Is your opinion about software from experience or from what you've heard? Thanks.


----------



## ewingpainting.net (Jun 2, 2008)

I would be worried they would miss a foot\$ here and there. Those cents add up and I would be PISSED if I lost a good chunk because they forgot to carry the 4. After all it isn't their money!


----------



## nEighter (Nov 14, 2008)

yes software from experience.. it sucks.


----------



## KLaw (May 8, 2009)

Wing: That is a concern but I would treat them like any other employee (put 'em on the payroll down the road). If they don't perform I'll find somebody who does. You bring up a very good point. A thorough review would have to be completed and signed off, at least, for the 1st 3. Then maybe an approval process for anything over, say, $5k. I don't know - I am thinking out loud.

nEighter: That sucks. I was hoping you were going by what you heard vs. experience.  Is your experience with current software (6 mo to a yr). Yea, I know I am stretchin' it but I was really hoping there was some software that you could tie in with prints from the on-line bid rooms. 

Thanks for the feedback.


----------



## RCP (Apr 18, 2007)

That is great you are getting so many commercial bids, where are you getting the leads from?

Are you wanting takeoff or Estimating software?
What do your estimators (I believe you said you had 2 or 3?) use now?


----------



## KLaw (May 8, 2009)

RCP said:


> That is great you are getting so many commercial bids, where are you getting the leads from?
> 
> Are you wanting takeoff or Estimating software?
> What do your estimators (I believe you said you had 2 or 3?) use now?


Most of my commercial leads are coming from the blue book.

Honestly, I do not know what I want. I don't know what is out there. I'd like to be able to download from an online bid room and quickly be able to determine all areas to be painted with a quick calculation to determine matl's, labor, and any other parameters (I-beams, duct work, etc...) we put into place.

The way we bid today is based off of sq. ft. We know what the current high end and low end are and we are bidding in the low to mid range so we can establish a reputation and presence.

We use Vu360. How do you bid these types? Thanks.


----------



## Patrick K (Jan 1, 2010)

I would suggest using On-Screen Takeoff 3 from On Center Software.

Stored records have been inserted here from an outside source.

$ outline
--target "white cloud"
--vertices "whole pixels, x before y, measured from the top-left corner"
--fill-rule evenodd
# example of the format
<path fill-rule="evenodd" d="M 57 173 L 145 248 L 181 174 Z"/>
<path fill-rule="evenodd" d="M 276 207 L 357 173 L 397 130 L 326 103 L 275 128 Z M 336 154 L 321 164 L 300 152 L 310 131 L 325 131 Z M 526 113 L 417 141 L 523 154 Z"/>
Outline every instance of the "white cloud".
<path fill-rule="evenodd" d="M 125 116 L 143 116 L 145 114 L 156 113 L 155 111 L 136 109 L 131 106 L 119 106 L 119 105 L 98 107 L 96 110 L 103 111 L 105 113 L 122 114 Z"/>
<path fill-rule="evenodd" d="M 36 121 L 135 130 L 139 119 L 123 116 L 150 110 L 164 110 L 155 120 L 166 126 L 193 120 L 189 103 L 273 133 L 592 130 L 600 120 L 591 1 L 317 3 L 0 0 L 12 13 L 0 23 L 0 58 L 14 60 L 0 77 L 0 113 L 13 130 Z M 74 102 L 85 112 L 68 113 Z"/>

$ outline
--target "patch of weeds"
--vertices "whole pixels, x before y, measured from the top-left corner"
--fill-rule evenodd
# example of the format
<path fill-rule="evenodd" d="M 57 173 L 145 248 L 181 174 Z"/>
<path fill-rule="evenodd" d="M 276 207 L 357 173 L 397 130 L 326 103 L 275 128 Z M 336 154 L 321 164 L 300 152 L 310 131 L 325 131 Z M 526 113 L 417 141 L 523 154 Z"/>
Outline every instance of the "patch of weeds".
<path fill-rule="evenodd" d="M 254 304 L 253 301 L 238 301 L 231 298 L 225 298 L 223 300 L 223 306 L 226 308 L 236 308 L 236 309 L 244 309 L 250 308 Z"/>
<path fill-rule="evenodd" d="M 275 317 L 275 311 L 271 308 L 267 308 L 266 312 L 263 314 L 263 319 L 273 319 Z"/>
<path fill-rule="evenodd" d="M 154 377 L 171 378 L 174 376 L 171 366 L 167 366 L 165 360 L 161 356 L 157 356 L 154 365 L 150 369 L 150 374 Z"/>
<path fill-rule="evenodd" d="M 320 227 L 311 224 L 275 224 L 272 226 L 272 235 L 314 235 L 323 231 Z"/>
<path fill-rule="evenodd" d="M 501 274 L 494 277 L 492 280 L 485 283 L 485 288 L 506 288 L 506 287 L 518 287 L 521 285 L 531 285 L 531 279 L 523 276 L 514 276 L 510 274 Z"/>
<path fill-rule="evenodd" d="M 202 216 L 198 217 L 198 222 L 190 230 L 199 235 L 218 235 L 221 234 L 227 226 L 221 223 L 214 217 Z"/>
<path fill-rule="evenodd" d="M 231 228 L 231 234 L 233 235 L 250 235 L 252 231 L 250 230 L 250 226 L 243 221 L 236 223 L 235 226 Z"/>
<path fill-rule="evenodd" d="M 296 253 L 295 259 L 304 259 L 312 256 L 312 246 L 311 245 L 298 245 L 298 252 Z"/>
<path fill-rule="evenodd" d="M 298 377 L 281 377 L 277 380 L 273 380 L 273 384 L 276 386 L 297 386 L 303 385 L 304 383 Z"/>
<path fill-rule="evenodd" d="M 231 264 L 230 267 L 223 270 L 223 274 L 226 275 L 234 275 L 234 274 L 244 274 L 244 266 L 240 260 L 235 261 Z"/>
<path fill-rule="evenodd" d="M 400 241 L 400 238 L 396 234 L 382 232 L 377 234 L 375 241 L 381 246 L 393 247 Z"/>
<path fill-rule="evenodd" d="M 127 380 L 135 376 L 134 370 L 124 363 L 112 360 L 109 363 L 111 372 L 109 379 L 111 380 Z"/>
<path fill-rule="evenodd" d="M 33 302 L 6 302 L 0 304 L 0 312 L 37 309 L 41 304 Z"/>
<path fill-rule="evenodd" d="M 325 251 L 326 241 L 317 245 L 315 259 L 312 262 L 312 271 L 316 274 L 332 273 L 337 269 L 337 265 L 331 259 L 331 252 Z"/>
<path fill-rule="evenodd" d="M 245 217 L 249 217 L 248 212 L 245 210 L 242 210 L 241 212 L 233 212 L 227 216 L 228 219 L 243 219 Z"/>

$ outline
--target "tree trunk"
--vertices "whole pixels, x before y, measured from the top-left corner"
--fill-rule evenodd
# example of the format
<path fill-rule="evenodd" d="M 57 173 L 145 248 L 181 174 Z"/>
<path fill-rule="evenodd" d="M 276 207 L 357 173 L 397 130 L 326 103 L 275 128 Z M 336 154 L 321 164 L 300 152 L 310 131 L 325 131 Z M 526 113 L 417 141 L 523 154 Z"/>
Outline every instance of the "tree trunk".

They have a free version that has everything you need to get started. The paid version basically cuts down on the number of notes you need to take as you go. This helps keep everything sorted during the process and helps a lot of you actually get the project. It is easy to go back and see what you bid and for how much. Once you get used to to doing the takeoffs on screen it is not hard. Also, it can help to print out the page on a regular printer and notate it as you work the print "On-Screen". Once you get a few jobs you can invest in a plotter if you still feel the need, but I doubt you will. Also you local printing company may allow you to email prints, then stop by and pick up the prints. This can help if there is a page that you feel you just can not take off any other way.


----------



## painting247 (Mar 18, 2009)

fresh coat said:


> Good afternoon. We are / have been ramping up our commercial side of the business. Actually today, we just landed a contract on a store in a local mall that we bid on about 3 weeks ago. Start in 3 weeks.
> 
> We are getting about 5 commercial requests for bids / wk. It drives me crazy going to the online bid rooms and trying to read a print on screen. It's not difficult, just very ineffecient. I am looking at 2 options: 1) subbing this estimating type of work out or 2) buying software to make it more effecient.
> 
> ...


IMO, you really need to learn how to read a blueprint even if you find a software program that you'll like. Order the prints, there is so much MORE information that you are missing by trying to read/view it online. I do a fair amount of commerical jobs and would lose my a** if I had to bid from a plan room. I pay on average $150 for the drawings, money well spent!


----------



## DPaint (Jun 9, 2009)

painting247 said:


> IMO, you really need to learn how to read a blueprint even if you find a software program that you'll like. Order the prints, there is so much MORE information that you are missing by trying to read/view it online. I do a fair amount of commerical jobs and would lose my a** if I had to bid from a plan room. I pay on average $150 for the drawings, money well spent!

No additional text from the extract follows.